Questo fenomeno, spiega la Scuola Normale superiore, non è una particolarità del Killifish: una riduzione nella concentrazione di proteine che legano il Rna nel cervello dell’uomo durante l’invecchiamento è stata descritta lo scorso giugno anche da un gruppo di ricercatori della Università di San Diego in California.

"Abbiamo ora una chiara ipotesi su quale meccanismo possa innescare la sequela di eventi che culmina nella perdita delle funzioni cognitive – aggiunge Cellerino -. Il prossimo passo sarà utilizzare il Killifish per testare sperimentalmente se il trattamento con sostanze che sono in grado di ridurre lo stallo dei ribosomi sia sufficiente a rallentare il decadimento cognitivo. Se ciò fosse vero, data la conservazione del fenomeno tra killifish e uomo, si aprirebbero nuove strade per lo sviluppo di interventi in ambito di medicina umana".

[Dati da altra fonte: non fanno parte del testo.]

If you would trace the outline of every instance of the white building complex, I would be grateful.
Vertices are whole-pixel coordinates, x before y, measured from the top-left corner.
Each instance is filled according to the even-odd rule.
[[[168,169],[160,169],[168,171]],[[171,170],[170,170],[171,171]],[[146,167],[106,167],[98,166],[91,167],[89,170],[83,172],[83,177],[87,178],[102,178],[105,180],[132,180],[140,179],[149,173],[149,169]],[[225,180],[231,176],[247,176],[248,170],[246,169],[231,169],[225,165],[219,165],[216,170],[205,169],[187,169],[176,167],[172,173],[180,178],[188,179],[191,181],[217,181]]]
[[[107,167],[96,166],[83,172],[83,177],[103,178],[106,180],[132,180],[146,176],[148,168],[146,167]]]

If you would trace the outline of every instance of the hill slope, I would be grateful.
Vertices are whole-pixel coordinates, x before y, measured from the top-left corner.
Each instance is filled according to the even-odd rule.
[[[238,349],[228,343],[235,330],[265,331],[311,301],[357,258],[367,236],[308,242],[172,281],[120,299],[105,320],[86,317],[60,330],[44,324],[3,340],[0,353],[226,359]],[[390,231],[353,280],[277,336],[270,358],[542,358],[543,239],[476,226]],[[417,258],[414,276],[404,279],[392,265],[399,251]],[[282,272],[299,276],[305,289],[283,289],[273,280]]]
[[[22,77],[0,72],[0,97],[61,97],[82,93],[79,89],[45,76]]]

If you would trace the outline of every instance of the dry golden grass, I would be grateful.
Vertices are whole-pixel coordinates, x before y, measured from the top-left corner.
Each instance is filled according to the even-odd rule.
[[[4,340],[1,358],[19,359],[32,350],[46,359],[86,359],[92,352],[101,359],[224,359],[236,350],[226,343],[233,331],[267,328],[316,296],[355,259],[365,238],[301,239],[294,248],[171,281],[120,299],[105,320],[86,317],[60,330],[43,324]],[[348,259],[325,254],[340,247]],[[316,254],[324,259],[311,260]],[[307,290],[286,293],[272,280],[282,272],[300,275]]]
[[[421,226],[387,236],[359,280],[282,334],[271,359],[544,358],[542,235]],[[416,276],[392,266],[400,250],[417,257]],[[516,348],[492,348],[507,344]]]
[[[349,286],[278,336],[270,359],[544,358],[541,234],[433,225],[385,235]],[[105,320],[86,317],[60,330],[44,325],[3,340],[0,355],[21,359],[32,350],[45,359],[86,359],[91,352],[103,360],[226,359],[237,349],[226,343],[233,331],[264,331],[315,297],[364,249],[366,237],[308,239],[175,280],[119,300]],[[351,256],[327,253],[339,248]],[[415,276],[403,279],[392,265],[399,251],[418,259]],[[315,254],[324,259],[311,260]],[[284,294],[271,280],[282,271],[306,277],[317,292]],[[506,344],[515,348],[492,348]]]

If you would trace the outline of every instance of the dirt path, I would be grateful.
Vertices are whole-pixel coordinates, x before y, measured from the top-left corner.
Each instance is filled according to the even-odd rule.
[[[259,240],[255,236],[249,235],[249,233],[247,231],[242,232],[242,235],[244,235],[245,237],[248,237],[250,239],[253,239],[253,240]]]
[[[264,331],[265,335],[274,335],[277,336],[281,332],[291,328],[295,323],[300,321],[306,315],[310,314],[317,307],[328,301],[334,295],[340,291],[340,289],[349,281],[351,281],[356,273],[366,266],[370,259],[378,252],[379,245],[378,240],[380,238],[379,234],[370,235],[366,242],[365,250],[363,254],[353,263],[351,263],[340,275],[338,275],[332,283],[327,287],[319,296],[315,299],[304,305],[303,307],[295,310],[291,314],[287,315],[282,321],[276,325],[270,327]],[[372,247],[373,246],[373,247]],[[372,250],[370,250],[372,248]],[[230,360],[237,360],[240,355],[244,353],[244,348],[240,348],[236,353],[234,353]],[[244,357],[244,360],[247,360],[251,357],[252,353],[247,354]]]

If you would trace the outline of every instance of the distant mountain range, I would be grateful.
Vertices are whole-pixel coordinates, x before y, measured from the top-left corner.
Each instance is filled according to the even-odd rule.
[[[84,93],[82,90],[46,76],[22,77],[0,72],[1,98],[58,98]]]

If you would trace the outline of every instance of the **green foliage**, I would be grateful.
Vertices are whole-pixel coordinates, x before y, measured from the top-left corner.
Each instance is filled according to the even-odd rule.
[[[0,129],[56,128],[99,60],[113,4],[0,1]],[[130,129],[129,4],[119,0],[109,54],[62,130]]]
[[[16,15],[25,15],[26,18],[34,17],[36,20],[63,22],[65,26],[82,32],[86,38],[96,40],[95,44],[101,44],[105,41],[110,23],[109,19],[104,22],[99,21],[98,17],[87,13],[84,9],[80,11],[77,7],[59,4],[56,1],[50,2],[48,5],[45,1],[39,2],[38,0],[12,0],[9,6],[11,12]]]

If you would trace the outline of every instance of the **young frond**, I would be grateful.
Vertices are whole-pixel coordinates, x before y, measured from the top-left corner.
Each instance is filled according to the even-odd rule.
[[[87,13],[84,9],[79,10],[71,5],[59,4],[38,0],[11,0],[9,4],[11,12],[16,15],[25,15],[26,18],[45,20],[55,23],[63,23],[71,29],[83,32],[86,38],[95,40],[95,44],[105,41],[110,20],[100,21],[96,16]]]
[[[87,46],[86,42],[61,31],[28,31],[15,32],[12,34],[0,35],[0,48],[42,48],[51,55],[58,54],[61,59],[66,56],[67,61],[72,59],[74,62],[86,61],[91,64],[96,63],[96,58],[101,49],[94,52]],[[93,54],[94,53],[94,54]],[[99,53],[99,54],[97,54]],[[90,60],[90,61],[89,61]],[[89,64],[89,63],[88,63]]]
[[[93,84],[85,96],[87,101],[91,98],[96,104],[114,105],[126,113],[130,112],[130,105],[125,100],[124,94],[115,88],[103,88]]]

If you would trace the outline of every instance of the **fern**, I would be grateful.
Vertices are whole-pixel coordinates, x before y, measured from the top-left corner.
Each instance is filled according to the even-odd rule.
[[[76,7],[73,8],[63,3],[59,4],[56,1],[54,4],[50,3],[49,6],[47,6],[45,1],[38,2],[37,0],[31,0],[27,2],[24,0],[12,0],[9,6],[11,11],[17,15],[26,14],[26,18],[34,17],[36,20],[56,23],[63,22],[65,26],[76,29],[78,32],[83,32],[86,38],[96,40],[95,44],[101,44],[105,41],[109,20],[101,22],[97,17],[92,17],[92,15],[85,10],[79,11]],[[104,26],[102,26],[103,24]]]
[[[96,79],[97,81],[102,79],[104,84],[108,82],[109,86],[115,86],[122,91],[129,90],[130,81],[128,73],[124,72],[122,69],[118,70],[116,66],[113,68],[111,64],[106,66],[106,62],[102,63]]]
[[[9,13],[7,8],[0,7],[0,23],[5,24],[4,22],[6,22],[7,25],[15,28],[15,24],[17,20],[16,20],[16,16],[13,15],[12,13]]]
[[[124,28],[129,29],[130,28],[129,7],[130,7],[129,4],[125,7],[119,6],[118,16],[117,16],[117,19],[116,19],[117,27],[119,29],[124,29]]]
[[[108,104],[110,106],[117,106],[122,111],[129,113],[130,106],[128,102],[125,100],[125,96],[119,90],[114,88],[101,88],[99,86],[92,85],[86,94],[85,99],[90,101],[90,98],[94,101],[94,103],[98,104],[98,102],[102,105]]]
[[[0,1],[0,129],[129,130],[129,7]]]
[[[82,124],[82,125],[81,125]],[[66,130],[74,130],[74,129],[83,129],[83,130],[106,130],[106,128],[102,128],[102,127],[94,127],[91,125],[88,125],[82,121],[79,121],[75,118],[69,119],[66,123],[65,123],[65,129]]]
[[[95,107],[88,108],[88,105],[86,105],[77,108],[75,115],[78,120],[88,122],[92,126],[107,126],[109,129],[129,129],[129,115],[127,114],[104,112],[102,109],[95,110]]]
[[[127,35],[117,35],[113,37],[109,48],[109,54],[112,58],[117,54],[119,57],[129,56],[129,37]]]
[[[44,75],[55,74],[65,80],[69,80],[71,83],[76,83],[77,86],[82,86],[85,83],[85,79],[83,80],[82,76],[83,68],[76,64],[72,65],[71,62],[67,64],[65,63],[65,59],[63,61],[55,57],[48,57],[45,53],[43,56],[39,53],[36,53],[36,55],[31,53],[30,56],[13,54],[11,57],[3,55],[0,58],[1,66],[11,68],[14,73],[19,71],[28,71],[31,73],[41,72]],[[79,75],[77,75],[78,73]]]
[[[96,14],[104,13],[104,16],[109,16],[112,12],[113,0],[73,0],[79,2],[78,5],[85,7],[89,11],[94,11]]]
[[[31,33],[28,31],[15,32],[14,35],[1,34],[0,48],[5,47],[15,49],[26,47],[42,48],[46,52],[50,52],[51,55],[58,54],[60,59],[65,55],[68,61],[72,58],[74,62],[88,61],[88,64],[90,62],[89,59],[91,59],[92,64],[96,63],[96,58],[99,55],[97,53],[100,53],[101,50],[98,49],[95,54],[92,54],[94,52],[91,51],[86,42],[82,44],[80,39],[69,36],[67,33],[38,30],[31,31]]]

Oltre alla Scuola Normale di Pisa, hanno partecipato allo studio l'Istituto Leibniz di Jena per lo studio dell’invecchiamento e la Stanford University, in collaborazione con la Stazione Zoologica Anton Dohrn di Napoli e con l’Università di Trieste. Agli studi sul Killifish della Scuola Normale (in parte finanziati con fondi Pnrr attraverso il progetto Tuscany Health Ecosystem), partecipa anche l’assegnista Sara Bagnoli, che proprio grazie a ricerche sul Killifish ha vinto quest’anno il premio Premio L’Oreal – Unesco donne nella scienza.